With facilitation from Bubugo Conservation Trust, the project participants engaged in a discussion around how to best protect the reforested riverbanks and created a group Forest Management Plan. This sustainable management plan includes important forest rules and community decisions including approved forest activities, fines and offences, plan for community sensitization, patrol and security schedules, tree planting and forest maintenance systems, and beekeeping and hive management. This plan has become the guiding document for the project.
It was financed through a crowdfunding campaign that was shared by the Jinja community, tourism operators, environmental activists, and Nile River enthusiasts.

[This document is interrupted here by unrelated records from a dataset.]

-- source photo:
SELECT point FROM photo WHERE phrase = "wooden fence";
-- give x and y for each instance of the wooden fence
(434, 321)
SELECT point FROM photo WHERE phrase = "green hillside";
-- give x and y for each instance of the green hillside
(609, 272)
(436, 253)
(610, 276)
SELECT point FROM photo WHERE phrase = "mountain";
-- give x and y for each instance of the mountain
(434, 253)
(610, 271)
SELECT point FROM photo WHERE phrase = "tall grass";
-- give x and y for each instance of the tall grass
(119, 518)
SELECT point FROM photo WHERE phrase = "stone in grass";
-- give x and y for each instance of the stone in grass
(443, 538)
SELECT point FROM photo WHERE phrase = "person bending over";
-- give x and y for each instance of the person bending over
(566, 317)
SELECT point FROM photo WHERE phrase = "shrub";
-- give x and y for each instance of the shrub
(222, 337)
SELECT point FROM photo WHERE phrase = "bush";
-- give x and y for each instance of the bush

Bubugo Conservation Trust is a community-based organization based in Eastern Uganda whose mission is to promote sustainable conservation and improve livelihoods of the communities living along the Nile River. It was founded in 2015 by Jenny Farmer, an environmental scientist, and Charlie Langan, an ecological economist, who live Bubugo village. Through community driven development, BCT addresses the problems of riverbank deforestation, poor water quality, unsustainable fishing methods, and increasing social problems due to high poverty levels. The main activities of BCT include tree planting, beekeeping, sustainable agriculture, environmental education, literacy classes, and job creation. BCT opened the Riverbank Reading Room in March 2015 as a community library that holds literacy classes for women and youth and evening homework sessions. The reading room’s staff also take the books to nearby schools for weekly outreach. In addition, Bubugo Conservation Trust has brought together multiple managers and users of the riverbank and islands to create a restoration strategy. In order to promote sustainable conservation, the strategy includes community-led planting of indigenous trees on the riverbank, riverbank beekeeping for alternative income, and sensitizing riverbank landowners to ensure compliance with environmental laws.